We believe the people close to us should know the signs, examining our gestures and reading our reactions, all obvious clues as to what we’re experiencing internally.
We feel a huge heap of emotion going on inside us and when others don’t demonstrate what we believe to be appropriate reaction, we feel misunderstood. The perceived lack of reaction can feel brutal. It can feel cold and isolating.  Why don’t they get me? Why are they being so uncaring? Why are they not helping me in my time of need?
But why would they?

Why on earth would someone know what’s going on with you, how you’re really feeling or what you need…if you’ve never said a word about it?

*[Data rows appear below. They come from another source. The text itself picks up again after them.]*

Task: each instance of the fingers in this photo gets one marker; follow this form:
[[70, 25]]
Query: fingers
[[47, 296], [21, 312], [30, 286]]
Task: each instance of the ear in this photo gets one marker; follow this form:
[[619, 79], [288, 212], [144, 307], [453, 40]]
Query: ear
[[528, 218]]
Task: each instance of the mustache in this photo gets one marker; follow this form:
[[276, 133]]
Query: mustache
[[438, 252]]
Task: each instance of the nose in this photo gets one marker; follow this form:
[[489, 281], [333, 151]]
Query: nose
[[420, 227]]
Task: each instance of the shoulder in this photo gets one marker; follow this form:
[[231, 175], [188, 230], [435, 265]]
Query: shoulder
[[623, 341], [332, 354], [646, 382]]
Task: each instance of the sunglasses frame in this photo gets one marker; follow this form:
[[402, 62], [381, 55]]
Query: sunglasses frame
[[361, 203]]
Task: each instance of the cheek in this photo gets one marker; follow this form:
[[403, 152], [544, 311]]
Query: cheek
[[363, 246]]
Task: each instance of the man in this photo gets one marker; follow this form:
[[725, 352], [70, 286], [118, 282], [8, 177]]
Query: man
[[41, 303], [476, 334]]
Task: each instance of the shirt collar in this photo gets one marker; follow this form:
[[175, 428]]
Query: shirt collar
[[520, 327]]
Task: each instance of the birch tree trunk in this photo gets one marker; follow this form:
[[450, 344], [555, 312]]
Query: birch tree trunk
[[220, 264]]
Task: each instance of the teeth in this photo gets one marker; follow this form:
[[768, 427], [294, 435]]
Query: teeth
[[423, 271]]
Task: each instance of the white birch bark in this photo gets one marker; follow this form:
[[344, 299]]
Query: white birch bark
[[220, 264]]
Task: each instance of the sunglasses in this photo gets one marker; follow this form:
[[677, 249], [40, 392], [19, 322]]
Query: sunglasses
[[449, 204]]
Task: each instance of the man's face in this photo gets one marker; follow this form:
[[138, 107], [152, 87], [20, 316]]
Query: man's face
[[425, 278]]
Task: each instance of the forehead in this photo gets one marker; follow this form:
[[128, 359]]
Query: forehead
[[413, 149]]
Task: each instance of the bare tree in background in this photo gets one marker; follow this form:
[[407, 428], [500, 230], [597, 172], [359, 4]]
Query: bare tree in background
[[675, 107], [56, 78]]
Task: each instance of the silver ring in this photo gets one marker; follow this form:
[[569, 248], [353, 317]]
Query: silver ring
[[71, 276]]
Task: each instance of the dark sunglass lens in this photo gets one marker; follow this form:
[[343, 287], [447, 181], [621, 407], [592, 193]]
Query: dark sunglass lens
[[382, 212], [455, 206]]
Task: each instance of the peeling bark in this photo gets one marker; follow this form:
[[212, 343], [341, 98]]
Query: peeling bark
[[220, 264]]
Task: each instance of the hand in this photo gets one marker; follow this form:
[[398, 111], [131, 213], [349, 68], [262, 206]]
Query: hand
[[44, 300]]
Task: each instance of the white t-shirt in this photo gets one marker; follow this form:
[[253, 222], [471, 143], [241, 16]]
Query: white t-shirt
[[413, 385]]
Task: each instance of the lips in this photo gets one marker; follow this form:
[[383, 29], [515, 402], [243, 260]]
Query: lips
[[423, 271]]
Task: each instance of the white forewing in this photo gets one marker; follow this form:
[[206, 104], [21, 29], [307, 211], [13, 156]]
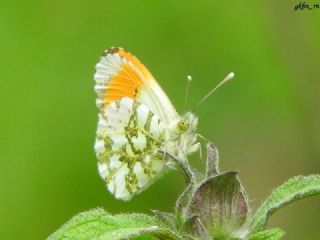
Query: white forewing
[[129, 136]]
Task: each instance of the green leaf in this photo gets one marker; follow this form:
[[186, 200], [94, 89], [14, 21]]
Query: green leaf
[[212, 163], [99, 225], [270, 234], [294, 189], [169, 219], [221, 204], [195, 227]]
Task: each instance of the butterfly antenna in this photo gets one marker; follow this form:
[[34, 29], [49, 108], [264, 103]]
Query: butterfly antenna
[[189, 79], [226, 79]]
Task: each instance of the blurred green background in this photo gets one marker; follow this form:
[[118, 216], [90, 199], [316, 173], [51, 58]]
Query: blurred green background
[[265, 122]]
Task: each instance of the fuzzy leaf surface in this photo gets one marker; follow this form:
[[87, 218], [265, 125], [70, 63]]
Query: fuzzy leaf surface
[[294, 189], [221, 204], [99, 225]]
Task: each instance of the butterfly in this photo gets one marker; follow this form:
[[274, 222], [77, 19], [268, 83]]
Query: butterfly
[[137, 125]]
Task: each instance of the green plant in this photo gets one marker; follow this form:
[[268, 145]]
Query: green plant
[[214, 205]]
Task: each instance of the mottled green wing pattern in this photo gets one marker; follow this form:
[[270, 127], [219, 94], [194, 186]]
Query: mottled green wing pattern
[[128, 138]]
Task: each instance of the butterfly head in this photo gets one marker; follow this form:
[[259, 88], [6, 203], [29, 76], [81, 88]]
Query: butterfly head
[[188, 123]]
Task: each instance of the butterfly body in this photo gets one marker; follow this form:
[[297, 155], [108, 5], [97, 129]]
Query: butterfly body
[[137, 125]]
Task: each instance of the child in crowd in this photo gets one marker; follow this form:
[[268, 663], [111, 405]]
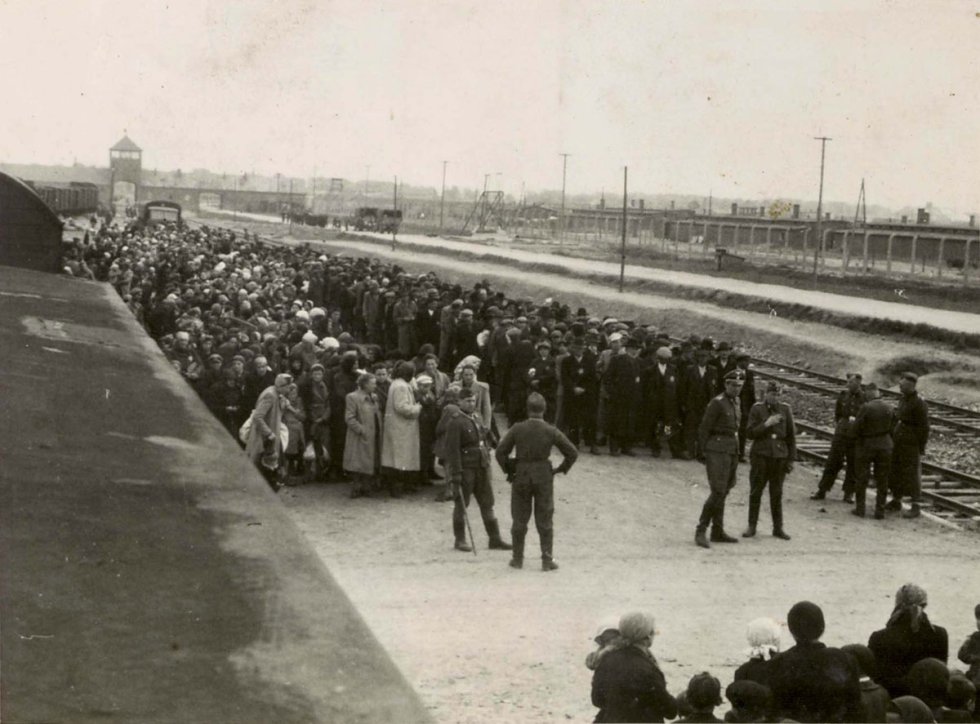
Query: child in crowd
[[703, 695]]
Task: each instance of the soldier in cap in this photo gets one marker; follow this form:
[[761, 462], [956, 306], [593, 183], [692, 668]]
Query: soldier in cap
[[718, 440], [773, 434], [468, 469], [910, 436], [532, 478]]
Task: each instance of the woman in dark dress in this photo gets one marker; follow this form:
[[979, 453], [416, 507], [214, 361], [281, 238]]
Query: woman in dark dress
[[628, 686]]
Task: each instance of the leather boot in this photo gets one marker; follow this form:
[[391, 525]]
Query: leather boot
[[517, 558], [459, 531], [547, 543], [496, 542]]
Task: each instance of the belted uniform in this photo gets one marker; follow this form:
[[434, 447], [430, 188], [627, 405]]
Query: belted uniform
[[532, 479], [773, 452], [718, 439], [468, 467]]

Over the course of the past week I’ve observed this as a theme. Feelings of helplessness, loneliness, and despair: people are going through tough times. The situation doesn’t matter - it feels tough for them.
But for every one of these women, it wasn’t the actual feeling of fear or grief or worry that was the toughest to deal with. It was the feeling that they were completely alone in their feelings. That no one around them understood. That the people closest to them were disconnected and disinterested from the things that mattered most in their world.

We’d all like to believe in relationships that are so intimate and so in-tune that we read each other’s emotions ahead of time. 

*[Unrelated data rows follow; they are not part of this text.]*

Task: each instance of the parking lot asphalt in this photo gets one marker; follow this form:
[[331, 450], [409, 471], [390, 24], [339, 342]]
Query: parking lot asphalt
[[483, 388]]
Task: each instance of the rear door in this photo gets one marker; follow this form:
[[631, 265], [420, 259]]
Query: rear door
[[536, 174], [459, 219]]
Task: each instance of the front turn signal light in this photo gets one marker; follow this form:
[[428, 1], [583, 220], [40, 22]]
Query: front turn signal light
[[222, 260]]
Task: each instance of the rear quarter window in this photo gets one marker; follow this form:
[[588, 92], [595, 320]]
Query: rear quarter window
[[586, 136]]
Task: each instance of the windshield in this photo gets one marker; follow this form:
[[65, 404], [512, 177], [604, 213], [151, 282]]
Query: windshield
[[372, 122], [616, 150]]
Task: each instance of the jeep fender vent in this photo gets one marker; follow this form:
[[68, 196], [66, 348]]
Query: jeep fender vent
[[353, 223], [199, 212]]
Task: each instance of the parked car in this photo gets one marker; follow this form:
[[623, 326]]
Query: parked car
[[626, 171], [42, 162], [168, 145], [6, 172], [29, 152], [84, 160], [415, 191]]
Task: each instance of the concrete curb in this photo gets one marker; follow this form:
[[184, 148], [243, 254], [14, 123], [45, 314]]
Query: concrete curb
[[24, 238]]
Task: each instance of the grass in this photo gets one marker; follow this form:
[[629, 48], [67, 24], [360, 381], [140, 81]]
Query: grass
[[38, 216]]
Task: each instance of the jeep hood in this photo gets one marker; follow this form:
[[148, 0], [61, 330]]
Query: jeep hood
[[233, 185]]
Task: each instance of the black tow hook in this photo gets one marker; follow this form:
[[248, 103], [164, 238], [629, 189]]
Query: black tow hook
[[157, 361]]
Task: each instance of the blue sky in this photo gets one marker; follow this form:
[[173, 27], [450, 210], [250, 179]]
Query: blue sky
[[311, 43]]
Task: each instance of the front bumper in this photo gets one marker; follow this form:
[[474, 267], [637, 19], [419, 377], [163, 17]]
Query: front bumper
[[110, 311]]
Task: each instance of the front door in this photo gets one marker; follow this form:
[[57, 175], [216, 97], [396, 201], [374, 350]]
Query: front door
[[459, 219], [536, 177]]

We like to believe in an ability to anticipate reactions and provide the steady foundations of crisis support in any given moment. If our relationships were strong and deep, surely this would be the case?

I don’t think this is true.

Yes, we have times of being in tune and receptive and open. When we’re in a good space we might very well be able to intuit at a deeper level, to listen more closely, to read the early signs.  And for sure it’s something we all aim to work at.
But when dealing with day-to-day life and its ongoing onslaught of …well…stuff, our ability to do this gets clouded. It gets shadowed over by bills and bath time. It gets overlooked by laundry and logistics.

This is real life.

So no, I don’t believe we can expect the significant people in our lives to just  “get it”. I don’t think we can blame our heartless partners for not being more understanding.

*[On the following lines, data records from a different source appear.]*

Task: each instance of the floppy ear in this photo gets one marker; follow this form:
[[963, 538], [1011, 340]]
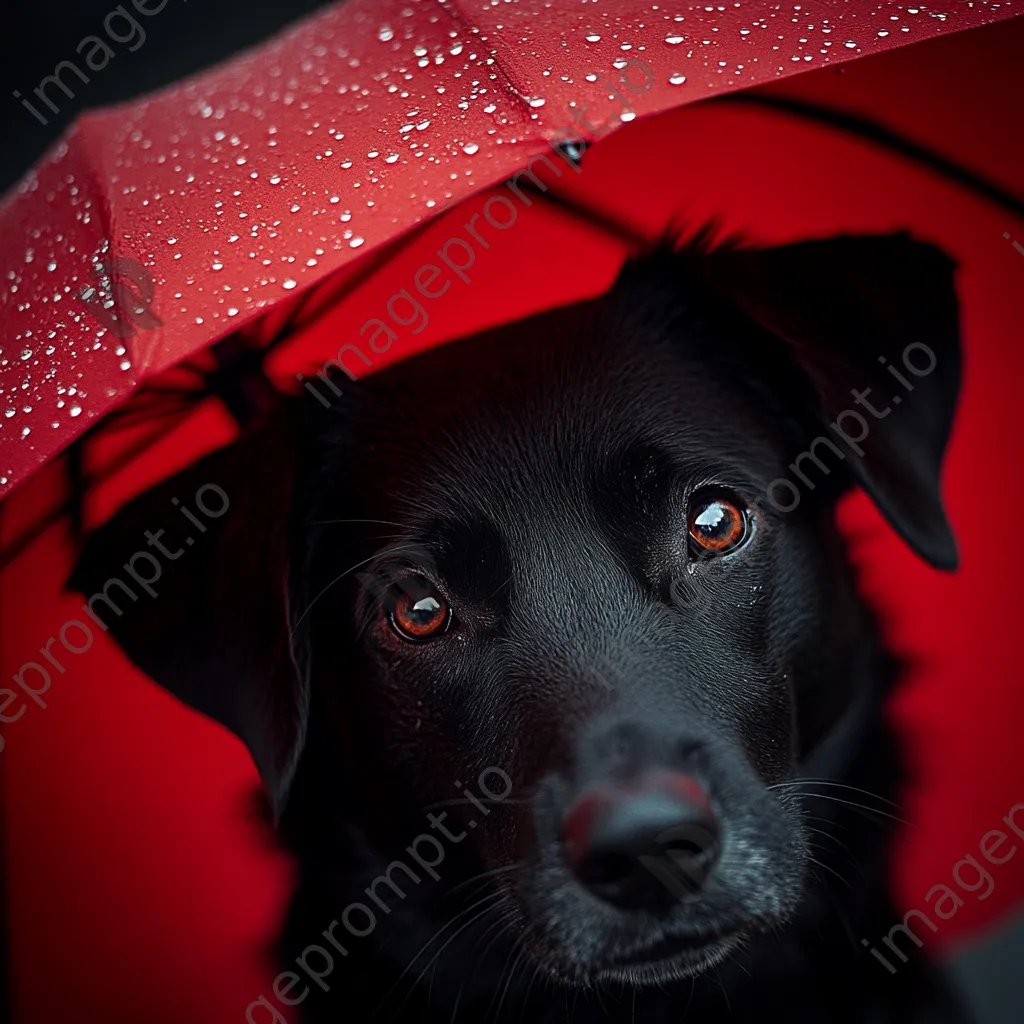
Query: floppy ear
[[875, 316], [199, 601]]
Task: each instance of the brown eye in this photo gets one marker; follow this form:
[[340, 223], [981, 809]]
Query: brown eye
[[420, 615], [717, 526]]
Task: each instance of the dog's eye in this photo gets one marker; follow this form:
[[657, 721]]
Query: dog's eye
[[716, 526], [420, 614]]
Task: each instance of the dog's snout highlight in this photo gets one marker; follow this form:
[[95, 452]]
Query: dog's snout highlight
[[645, 845]]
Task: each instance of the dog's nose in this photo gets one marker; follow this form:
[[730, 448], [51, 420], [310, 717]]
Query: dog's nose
[[646, 845]]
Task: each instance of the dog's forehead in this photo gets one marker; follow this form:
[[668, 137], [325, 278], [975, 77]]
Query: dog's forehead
[[530, 422]]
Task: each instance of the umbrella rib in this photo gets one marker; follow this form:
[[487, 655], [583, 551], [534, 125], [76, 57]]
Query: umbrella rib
[[467, 25], [598, 218], [863, 128]]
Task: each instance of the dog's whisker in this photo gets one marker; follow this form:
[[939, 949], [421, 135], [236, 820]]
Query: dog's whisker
[[860, 807], [483, 877], [798, 782], [489, 898]]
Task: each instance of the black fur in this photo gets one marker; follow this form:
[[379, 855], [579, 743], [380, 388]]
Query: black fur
[[539, 476]]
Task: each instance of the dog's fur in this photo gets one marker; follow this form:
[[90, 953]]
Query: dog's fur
[[539, 476]]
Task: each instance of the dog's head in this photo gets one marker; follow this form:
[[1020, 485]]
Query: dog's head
[[586, 567]]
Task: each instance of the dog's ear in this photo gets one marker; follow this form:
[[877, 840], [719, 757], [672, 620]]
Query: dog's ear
[[199, 599], [875, 316]]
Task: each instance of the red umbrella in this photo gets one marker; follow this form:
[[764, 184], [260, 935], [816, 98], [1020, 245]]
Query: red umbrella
[[227, 195], [107, 740]]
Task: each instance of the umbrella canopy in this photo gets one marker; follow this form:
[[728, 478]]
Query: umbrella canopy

Because we haven’t even given them anything to understand.

We haven’t said a word.
We’ve placed them in the dark. And then blamed them for not being the ones to shine the light.
As hard as it is, it’s time for us to start participating in this ourselves. It’s time for us to start taking responsibility for our needs and start actively choosing engagement.

We start small.

We start by acknowledging to ourselves how we’re feeling. And then we practise telling the other exactly that. Nothing more. Just how we’re feeling. No lengthy debates or story-telling or rationalising or solving. Just a sharing of where we happen to be right now.

Through giving the other the opportunity to see into our worlds, we’re telling them that this matters. 

We’re allowing a sharing of emotion instead of a locking out. And we’re opening up the space for other to give us what we’re asking for.
We may be surprised. It might come in the form of a hug or a kind word. Maybe it opens up conversation. Maybe it’s just the slightest opening of sorts, the start of a new awareness, a new understanding.
But it’s a start.

And it sets the tone for more to come.